I accidentally requested the ides of march off instead of st patricks day. Is this an omen? will alcohol be my brutus?
Brought out my three foot martini glass last night, that explains why I haven't left my bed all day long.
her cat watched me eat her out... I would use the alternate term for both of those things but it's too weird.
There are taser marks on me. Your face flashed before my eyes when i woke up and saw them.
When you start quoting save the last dance you need to stop drinking
Things I have learned since the start of my first college spring break: do not fart in an enclosed space (such as a shower stall) when hungover. You will throw up. More lessons to follow as week continues.
Well my dad thinks I wake up at 3 or 4 am every day. Really it is just all the booty calls, but I'm glad he thinks I am so motivated
The cop actually kicked the bitches out of the cab so we could get ours. I flipped them all off as the door was shutting. That drunk.
I don't know what to say to that. All I know is my vagina is trying to jump through the phone.
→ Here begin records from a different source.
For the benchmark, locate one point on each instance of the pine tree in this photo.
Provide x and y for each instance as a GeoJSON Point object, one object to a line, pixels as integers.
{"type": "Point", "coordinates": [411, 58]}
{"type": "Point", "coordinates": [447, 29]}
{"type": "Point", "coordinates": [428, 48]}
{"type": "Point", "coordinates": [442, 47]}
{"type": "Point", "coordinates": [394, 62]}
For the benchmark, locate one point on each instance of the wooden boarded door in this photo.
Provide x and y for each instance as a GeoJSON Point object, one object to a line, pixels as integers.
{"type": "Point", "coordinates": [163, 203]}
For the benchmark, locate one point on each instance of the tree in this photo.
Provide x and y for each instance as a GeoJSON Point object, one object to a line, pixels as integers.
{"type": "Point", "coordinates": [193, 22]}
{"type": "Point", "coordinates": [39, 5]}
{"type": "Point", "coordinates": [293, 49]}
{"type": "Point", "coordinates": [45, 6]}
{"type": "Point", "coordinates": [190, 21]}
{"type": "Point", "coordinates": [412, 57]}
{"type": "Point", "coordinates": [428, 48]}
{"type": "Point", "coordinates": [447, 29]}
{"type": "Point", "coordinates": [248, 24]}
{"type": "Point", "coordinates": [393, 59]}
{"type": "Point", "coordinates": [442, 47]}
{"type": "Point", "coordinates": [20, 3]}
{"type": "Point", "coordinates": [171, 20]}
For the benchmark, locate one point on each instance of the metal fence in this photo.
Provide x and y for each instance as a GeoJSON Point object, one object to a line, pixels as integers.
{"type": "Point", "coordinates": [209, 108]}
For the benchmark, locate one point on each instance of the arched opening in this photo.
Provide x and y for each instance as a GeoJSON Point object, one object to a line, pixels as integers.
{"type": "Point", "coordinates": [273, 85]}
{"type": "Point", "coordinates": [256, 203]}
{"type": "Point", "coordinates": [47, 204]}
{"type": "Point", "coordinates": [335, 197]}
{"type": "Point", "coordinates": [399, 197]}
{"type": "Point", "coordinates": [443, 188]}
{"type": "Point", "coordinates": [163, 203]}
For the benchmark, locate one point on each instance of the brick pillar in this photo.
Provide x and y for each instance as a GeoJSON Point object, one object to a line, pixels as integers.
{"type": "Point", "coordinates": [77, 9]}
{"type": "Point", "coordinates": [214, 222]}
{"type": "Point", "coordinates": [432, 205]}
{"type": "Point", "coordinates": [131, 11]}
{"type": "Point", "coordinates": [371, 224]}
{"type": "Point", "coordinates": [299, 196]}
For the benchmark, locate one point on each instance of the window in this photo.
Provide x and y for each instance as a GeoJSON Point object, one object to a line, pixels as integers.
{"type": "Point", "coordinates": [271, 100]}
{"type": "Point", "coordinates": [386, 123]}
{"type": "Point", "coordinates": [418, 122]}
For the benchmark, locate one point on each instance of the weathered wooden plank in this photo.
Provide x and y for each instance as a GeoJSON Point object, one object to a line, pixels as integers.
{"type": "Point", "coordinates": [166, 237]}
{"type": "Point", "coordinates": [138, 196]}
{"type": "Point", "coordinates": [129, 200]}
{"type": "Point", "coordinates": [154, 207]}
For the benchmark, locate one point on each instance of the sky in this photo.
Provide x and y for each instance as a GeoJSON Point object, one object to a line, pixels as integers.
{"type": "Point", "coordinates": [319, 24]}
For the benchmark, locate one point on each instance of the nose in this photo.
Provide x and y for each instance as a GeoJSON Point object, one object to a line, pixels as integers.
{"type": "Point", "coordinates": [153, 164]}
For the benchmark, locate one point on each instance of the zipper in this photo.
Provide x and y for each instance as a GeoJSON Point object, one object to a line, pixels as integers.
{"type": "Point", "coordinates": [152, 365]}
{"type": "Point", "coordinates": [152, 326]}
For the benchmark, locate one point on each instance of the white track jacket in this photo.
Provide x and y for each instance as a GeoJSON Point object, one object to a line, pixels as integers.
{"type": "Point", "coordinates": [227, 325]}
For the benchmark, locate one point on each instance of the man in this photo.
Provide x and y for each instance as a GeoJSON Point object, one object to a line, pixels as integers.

I don't know if I should feel proud or ashamed of myself...ashamed for making myself a drink at 6:15am or proud for actually being awake that early.
Sitting topless in my room drinking wine from a box... It's good to be back at school
That pizza at 1 am literally tasted like I was eating an angel
I can't wait to get home and drunk cuddle your dog
Why can't you just come over, fuck me, then leave so i can get stoned and watch law and order?